Changes in Centers for Medicare & Medicaid Services policies appear to be associated with increases in measured severity of illness; these increases do not appear to reflect substantive changes in true patient severity.
住院的医疗保险受益人的疾病严重程度的衡量标准有所提高。这种变化是否与支付改革有关,是否集中在支付改革针对的主要诊断的住院治疗中,以及是否反映了疾病严重程度的真实增加,目前尚不清楚。
评估 2011 年 1 月二级诊断代码的扩展以及美国健康信息技术经济和临床健康法案下的健康信息技术激励措施是否与疾病严重程度的衡量变化相关,以及这些变化是否反映了潜在患者严重程度的真实增加。
设计、设置和参与者:本研究为医疗保险按服务收费受益人的出院患者队列研究(N=47951443),时间为 2008 年 1 月 1 日至 2015 年 8 月 31 日,使用回归不连续性设计来评估二级诊断扩展后疾病严重程度的衡量变化。使用具有医院固定效应的出院水平线性回归模型评估医院获得健康信息技术激励后的疾病严重程度的衡量变化。评估这两项政策实施后 30 天再入院预测准确性的变化。数据分析于 2018 年 11 月 1 日至 2019 年 3 月 5 日进行。
主要结果是患者的疾病严重程度,由二级出院诊断代码的类别数量决定。评估了常见的医疗保险政策和未针对的诊断目标的诊断的疾病严重程度。
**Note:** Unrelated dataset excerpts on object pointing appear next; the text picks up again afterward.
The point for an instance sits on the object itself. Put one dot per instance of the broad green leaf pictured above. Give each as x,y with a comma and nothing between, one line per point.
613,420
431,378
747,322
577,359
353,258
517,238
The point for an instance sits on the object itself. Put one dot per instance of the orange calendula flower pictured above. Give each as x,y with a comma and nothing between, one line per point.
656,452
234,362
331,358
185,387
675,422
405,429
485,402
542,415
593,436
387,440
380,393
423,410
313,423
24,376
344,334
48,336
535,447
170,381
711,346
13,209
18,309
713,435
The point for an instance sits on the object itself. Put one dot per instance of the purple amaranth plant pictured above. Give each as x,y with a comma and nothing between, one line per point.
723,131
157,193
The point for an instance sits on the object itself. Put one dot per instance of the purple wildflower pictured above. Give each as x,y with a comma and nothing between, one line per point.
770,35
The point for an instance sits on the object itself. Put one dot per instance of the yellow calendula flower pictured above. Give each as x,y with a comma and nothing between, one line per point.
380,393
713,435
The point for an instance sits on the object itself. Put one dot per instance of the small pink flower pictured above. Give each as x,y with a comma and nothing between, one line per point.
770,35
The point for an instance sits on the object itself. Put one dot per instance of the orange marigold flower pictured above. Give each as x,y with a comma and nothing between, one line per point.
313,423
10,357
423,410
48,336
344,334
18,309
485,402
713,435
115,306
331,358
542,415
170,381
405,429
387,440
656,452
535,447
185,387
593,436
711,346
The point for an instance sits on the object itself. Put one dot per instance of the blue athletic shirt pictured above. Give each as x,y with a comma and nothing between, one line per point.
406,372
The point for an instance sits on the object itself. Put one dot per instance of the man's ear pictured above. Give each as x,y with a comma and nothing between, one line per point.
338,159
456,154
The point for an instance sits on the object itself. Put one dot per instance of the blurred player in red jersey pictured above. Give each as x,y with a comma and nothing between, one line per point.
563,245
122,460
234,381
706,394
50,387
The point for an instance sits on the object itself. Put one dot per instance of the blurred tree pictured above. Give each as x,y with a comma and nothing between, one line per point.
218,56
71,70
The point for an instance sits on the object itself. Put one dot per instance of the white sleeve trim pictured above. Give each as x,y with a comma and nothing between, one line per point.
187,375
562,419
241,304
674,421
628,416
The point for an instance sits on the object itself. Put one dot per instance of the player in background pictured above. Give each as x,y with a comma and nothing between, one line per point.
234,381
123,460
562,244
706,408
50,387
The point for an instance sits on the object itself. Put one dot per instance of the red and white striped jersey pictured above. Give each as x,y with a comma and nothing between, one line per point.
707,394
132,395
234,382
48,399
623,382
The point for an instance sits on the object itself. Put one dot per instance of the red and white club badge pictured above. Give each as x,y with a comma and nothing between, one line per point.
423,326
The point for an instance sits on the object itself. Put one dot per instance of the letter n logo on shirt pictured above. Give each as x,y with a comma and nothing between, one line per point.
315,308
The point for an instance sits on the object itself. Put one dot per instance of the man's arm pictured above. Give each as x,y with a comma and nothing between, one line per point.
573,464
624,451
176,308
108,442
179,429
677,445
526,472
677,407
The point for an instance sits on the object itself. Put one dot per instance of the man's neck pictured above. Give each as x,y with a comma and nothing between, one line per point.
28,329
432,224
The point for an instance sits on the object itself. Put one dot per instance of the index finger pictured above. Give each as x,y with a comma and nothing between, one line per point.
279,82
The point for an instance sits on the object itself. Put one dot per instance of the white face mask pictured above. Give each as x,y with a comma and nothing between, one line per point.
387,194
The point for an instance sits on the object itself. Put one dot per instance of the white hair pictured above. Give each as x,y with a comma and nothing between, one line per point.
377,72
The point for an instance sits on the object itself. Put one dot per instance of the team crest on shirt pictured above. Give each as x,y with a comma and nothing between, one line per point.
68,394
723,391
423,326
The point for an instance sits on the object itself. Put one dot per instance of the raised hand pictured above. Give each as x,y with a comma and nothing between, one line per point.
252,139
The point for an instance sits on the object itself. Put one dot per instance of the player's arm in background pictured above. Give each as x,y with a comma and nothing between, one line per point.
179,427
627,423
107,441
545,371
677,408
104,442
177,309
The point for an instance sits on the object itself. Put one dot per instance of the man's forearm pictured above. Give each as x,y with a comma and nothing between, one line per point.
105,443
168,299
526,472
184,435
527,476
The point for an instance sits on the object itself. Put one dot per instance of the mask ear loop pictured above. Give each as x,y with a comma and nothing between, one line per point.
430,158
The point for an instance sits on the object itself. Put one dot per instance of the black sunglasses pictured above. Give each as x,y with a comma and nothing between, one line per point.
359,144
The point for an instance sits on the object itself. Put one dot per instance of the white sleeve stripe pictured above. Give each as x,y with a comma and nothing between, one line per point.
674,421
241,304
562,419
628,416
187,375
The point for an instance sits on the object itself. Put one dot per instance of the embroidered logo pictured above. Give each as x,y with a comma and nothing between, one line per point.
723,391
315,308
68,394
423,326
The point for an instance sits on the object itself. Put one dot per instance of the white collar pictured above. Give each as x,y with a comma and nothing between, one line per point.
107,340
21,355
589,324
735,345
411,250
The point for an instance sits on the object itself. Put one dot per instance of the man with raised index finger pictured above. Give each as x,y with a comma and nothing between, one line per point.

共纳入 2850 家医院的 47951443 次出院。2008 年,这些患者包括 3882672 名女性(58.5%),平均(SD)年龄为 78.5(8.4)岁。2014 年,出院患者包括 3377137 名女性(57.8%),平均(SD)年龄为 78.4(8.7)岁。医疗保险和医疗补助服务中心二级诊断的扩展与所有诊断的条件类别变化 0.348(95%置信区间,0.328-0.367;P<0.001)、目标诊断的 0.445(95%置信区间,0.419-0.470;P<0.001)和非目标诊断的 0.321(95%置信区间,0.302-0.341;P<0.001)相关。健康信息技术激励措施与所有诊断的条件类别变化 0.013(95%置信区间,0.004-0.022;P=0.005)、目标诊断的 0.195(95%置信区间,0.184-0.207;P<0.001)和非目标诊断的-0.016(95%置信区间,-0.025 至-0.007;P<0.001)相关。观察到预测准确性的微小改善。
医疗保险政策的变化似乎与衡量的疾病严重程度的增加有关;这些增加似乎并没有反映患者严重程度的实质性变化。